On the station platform to say good-bye was Murmansk Deputy Governor Anna Golovina.

"Today you are setting off on a sacred mission! […] For us, you are the best of the best, our heroes and fellow countrymen," she said in an address. 

According to Golovina, several thousand children and youth from Murmansk have been trained at the local VOIN Centre.

Youth training to shoot at the Murmansk VOIN Centre

The regional government in Murmansk strongly supports the military youth organisation, and Governor Andrei Chibis has incorporated it in his so-called Centre for civic and patriotic education, a unit established by the governor himself in 2023. 

According to VOIN, all of the centre's instructors are to be sent to the front line in order to get battle experience. They will serve at the front in three-month rotating intervals. 

Kids learning to operate drones at the VOIN Centre in Murmansk.

The battle experience is vital for the teachers, Russia's Deputy Prime Minister Yuri Trutnev has explained.

"We assume that instructors at the VOIN Centre are individuals who not only have combat experience, but are also constantly improving their skills. According to a previous agreement with the Ministry of Defence, they will remain on the front line for three months, as we cannot interrupt the education process. After that, the instructors will be replaced again. In this way, all instructors who work at the VOIN Centre will gain combat experience," the deputy PM said.

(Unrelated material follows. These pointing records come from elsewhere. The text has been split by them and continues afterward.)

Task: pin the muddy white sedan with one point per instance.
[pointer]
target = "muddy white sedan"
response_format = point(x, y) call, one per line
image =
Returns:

Deputy Prime Minster and Presidential Envoy to the Far Eastern Federal District Yuri Trutnev has been on occupied Ukrainian territory several times.

Yuri Trutnev, who reportedly himself has been on occupied land with weapon in hand, was instrumental in establishing the VOIN organisation. 

It is today one of the organisations that contribute to the militarisation of Russian children and youth. 

Young boys at the Murmansk VOIN Centre.

VOIN was established on an initiative from top Kremlin officials by Trutnev along with Kremlin chief of staff Sergei Kirienko in 2023. Over the past years, VOIN training centres have been established across Russia.

The priority group is teenage boys ages 14-18, and the training is aimed at recruitment to the armed forces.

Dmitry Ivanov, one of the VOIN instructors, wears a t-shirt from the Chechen Spetsnaz University.

Militant Chechen groups are also involved in the training activities. Apparently, one of the instructors in Murmansk is connected with the Spetsnaz University in Chechnya.

Several of the instructors at the VOIN Centre in Murmansk already have battle experience from occupied land. Among them is Aleksandr Sarpe, who on his private VK page openly brags about his battle experiences from Ukraine.

There is a significant likelihood that the VOIN instructors will never make it back home to Murmansk. After almost four year of full-scale war of aggression, Russia's has lost hundreds of thousands of men. According to the Ukrainian Armed Forces, the Russian losses amount to more than 1,2 million killed and wounded men.

Also regions like Murmansk has a major death toll. A list of killed men from the Arctic region assembled and compiled by the Barents Observer includes almost 800 names.